Un week end speciale


La strada silenziosa si snodava tortuosa tra gli alberi, arrotolandosi su se stessa come un nero serpente che si nasconda furtivo alla vista del mondo. Pierre guidava piano nella penombra della sera primaverile appena iniziata, tenendo per mano Lorenza, sedutagli affianco, le dita intrecciate tra loro come in un unico e prezioso, indissolubile ricamo. Finalmente erano riusciti a concedersi un weekend lontano dalla città, in un piccolo castello in collina che si ergeva in un territorio immerso nella tranquillità delle campagne umbre. Si guardavano in silenzio, con un sorriso dipinto sul volto che raccontava, meglio di qualunque discorso, la loro gioia e il loro desiderio di respirarsi più da vicino. 
Avevano aspettato a lungo prima di riuscire ad organizzare questa partenza, bloccati ogni volta da qualche inconveniente, che fosse lavorativo o familiare. Ma ora erano riusciti finalmente a chiudere dietro di loro la porta delle rispettive vite e a farsi questo piccolo regalo, una partenza dal sapore di una fuga.
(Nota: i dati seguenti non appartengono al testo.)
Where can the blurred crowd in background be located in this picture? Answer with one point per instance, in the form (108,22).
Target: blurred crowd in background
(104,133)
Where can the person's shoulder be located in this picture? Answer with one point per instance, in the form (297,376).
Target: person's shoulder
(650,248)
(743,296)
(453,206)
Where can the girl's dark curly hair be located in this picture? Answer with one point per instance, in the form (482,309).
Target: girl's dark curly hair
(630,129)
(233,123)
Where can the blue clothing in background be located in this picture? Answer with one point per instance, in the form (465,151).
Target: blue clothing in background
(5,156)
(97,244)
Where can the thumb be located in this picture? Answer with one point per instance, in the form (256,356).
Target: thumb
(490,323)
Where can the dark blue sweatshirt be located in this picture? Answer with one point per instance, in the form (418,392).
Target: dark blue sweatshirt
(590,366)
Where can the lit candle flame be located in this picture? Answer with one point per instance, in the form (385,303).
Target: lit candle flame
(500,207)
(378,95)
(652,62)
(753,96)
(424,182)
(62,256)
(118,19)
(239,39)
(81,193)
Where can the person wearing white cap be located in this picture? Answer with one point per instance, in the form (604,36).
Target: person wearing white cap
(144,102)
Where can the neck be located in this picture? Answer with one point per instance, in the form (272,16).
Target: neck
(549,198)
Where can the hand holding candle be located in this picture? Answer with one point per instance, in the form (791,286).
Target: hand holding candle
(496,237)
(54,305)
Non avevano bisogno di altro che di pace, silenzio, natura e ... un letto per amarsi.
Giunti ormai a sera inoltrata nel piccolo castello arroccato sulla collina al di sopra del bosco, gestito da un'anziana coppia di inglesi trasferiti in Italia da una decina di anni in cerca di una vita diversa, decisero che avrebbero cenato lì, senza uscire in cerca di un romantico ristorantino, come inizialmente prospettato. 
Sistemato alla buona il piccolo bagaglio, scesero subito in sala, sempre tenendosi per mano, e si accomodarono ad un piccolo tavolo tondo sistemato proprio di fianco al caminetto che, nonostante fosse ormai fine marzo, era acceso e scoppiettante.
Seduti uno di fronte all'altra si tenevano per mano, quasi avendo timore di sciogliere un incantesimo qualora si fossero staccati, e iniziarono a raccontarsi degli ultimi giorni trascorsi lontano l'uno dall'altra, e parlando così da vicino, tra una risata e uno sguardo malizioso, il tempo volava veloce come il vento. Risero come due bimbi complici di qualche marachella, bevvero dell'ottimo " Sagrantino di Montefalco" d'annata, scelto da Pierre per accompagnare una cena preparata con cura, brindarono alla loro felicità, e poi, riscaldati dal fuoco, dal vino e dai loro stessi animi incendiati dall'amore, corsero a rifugiarsi nella loro suite.

Osservarono così per la prima volta senza fretta la bellissima camera arredata con mobili antichi e tessuti broccati. Il letto antico a baldacchino troneggiava al centro della grande camera, in cima alla piccola torre, con i soffitti alti a croce, velato da tre strati di tende svolazzanti in chiffon dai colori ambrati, e vestito di lenzuola di seta e raso. Pierre aveva scelto il meglio quando aveva deciso di prenotare la suite, ed era veramente molto suggestiva. Si aveva l'impressione di tornare indietro nel tempo, al 1500, anno in cui il castello era stato costruito e abitato dalla famiglia Oderisi, da secoli dominante in quel territorio.

Era riuscito anche a far scivolare una cospicua mancia tra le mani del cameriere in modo che, durante la cena, mandasse qualcuno in camera ad accendere candele e fiaccole e a distribuire petali di fiori sul letto. 
Aveva voglia di stupirla, di leggere la meraviglia e la gioia nei suoi occhi, di farla sentire importante almeno quanto lo era per lui. Avrebbe fatto di tutto per poter vedere luccicare i suoi grandi occhi verdi. 
Da quando si erano conosciuti ogni giorno era una scoperta, ogni gesto quotidiano, ogni incombenza, se affrontata con lei o per lei, perdeva all'istante il suo carico. 
Non gli era mai capitato prima di innamorarsi in modo così profondo, nonostante avesse ormai superato la trentina. La freschezza e la trasparenza di Lorenza lo lasciavano ogni volta incantato. Era una ragazza dalla solarità contagiosa, affrontava ogni cosa con l'entusiasmo di un bambino che veda per la prima volta il mare, o la neve candida che scende silenziosa e magica. Lei riusciva a trasferire agli altri un pizzico di questa sua gioia di vivere e Pierre era cambiato da quando era con lei. Si sentiva più forte, più sicuro, e soprattutto aveva dimenticato le sofferenze del passato.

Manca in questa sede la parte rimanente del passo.